The ” Clotilda” was a illegal slave ship that was burned and sunken in the Mobile (Alabama) River Delta to hide the crime of importing enslaved Africans — as story and search for the remains of the ship that has been undertaken by the National Geographics. The descendants of the Clotilda now extend a warm public invitation to its first annual festival, “Spirit of Our Ancestors” on Saturday, February 9th, 2019, from Noon to 4 PM at Mobile County Training School in honor of those kidnapped Africans who were the last known human cargo brought to the US.
The festival is organized around the families of Charlie Lewis, Peter Lee, Orsa Keeby, Pollee Allen, and Cudjo Lewis, who is the most famous among the Clotilda Africans. Cudjo’s narrative — as recorded in the notes of Zora Neale Hurston’s interview with him 90 years ago — was finally released last year as a book, Barracoon: The Story of the Last “Black Cargo.” It is the first-hand account of Oluale Kossola (Lewis’ birth name) who was one of 110 people kidnapped and sold by the Kingdom of Dahomey (present-day Benin), then illegally brought to Mobile aboard the Clotilda. Its captain and his co-conspirators burned and sunk the ship in the Mobile River Delta.
While most of the attention has been focused on Cudjo’s life, the other Clotilda Africans who are lesser known are just as important, said festival organizer Joycelyn Davis, a descendant of Charlie Lewis.
“When you look at the plaque outside the church founded by some of the Clotilda Africans, there are 12 names on it,” Davis said. “I wanted to make sure all of the families are recognized.

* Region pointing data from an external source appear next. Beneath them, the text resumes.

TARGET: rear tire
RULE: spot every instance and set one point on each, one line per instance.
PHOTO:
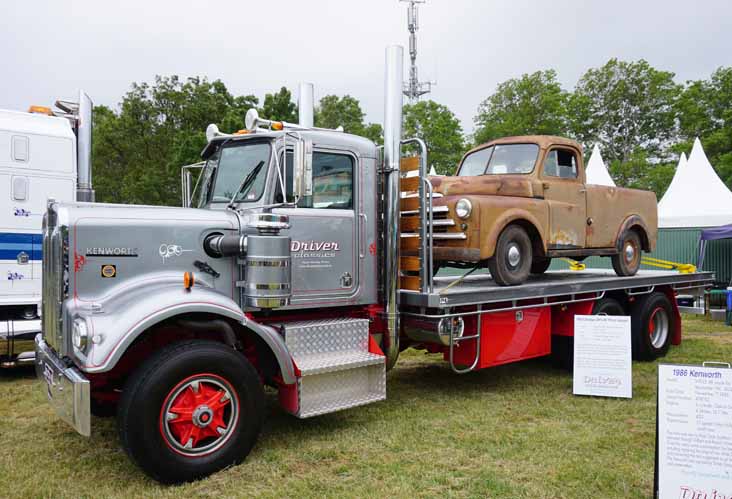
(192, 409)
(540, 264)
(653, 322)
(627, 262)
(511, 263)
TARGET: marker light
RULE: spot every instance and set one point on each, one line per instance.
(463, 208)
(80, 335)
(40, 110)
(211, 132)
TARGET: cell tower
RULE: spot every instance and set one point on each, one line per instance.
(414, 89)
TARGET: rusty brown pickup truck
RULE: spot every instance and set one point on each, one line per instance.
(517, 202)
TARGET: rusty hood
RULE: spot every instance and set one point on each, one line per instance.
(486, 185)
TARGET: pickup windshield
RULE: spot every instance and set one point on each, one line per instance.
(234, 163)
(500, 159)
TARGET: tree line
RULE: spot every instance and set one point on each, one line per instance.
(639, 115)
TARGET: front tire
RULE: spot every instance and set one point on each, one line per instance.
(652, 324)
(627, 262)
(192, 409)
(511, 263)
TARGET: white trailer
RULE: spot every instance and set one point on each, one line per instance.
(44, 154)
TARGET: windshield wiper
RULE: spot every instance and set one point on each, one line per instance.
(246, 183)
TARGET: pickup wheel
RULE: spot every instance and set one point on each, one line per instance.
(627, 262)
(511, 263)
(652, 324)
(194, 408)
(540, 265)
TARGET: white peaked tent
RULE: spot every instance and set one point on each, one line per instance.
(697, 197)
(596, 171)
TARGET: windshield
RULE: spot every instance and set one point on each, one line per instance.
(236, 162)
(500, 159)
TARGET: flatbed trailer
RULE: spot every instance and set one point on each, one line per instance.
(510, 324)
(455, 291)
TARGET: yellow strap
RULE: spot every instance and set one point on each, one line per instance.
(575, 265)
(683, 268)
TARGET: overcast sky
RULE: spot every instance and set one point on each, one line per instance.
(50, 48)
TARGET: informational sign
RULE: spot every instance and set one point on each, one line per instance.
(602, 356)
(694, 432)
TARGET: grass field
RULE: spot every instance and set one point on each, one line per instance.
(514, 431)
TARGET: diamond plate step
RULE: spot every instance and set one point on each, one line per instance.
(335, 361)
(330, 335)
(337, 371)
(335, 391)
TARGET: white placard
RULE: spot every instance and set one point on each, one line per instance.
(694, 432)
(602, 356)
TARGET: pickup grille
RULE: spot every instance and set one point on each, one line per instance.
(55, 279)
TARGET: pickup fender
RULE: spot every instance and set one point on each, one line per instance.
(119, 318)
(497, 224)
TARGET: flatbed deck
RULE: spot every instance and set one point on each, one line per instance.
(481, 289)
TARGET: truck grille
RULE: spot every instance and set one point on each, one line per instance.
(55, 279)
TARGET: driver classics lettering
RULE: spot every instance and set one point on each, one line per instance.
(311, 249)
(316, 255)
(170, 250)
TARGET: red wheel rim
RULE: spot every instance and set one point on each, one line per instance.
(199, 415)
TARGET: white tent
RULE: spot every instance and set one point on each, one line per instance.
(697, 197)
(596, 171)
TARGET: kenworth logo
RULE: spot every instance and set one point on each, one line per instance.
(111, 252)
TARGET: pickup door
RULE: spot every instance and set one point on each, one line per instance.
(565, 193)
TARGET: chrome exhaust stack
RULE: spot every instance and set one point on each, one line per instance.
(306, 105)
(394, 79)
(84, 190)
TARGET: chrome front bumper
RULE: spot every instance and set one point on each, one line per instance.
(66, 388)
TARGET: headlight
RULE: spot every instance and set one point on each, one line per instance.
(463, 208)
(80, 335)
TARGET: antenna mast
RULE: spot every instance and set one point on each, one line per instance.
(414, 89)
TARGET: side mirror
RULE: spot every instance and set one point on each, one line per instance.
(302, 174)
(185, 188)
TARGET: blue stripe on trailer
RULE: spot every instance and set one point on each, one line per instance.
(12, 243)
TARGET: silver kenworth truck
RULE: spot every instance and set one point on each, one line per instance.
(289, 272)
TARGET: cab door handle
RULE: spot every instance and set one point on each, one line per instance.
(362, 231)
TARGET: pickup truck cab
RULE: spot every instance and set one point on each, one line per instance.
(517, 202)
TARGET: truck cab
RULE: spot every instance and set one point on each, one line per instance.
(328, 229)
(518, 202)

They founded Africatown too. Each family has its own story to tell.”
The families participating in the festival invite other families who are also descendants to come forward with their stories and family heirlooms. Their African forbearers, who were split among various owners who financed the voyage to the Kingdom of Dahomey (Benin), sold up the river north of Mobile to other plantations and were not part of founding Africatown.
Dr. Natalie Robertson, the festival’s keynote speaker, spent 15 years researching and writing the Clotilda story, even visiting the Benin village of slave traders who sold the 110 and millions of others in the Trans-Atlantic slave trade. “My book is a vehicle for the enslaved Africans and descendants to raise their voices and be heard.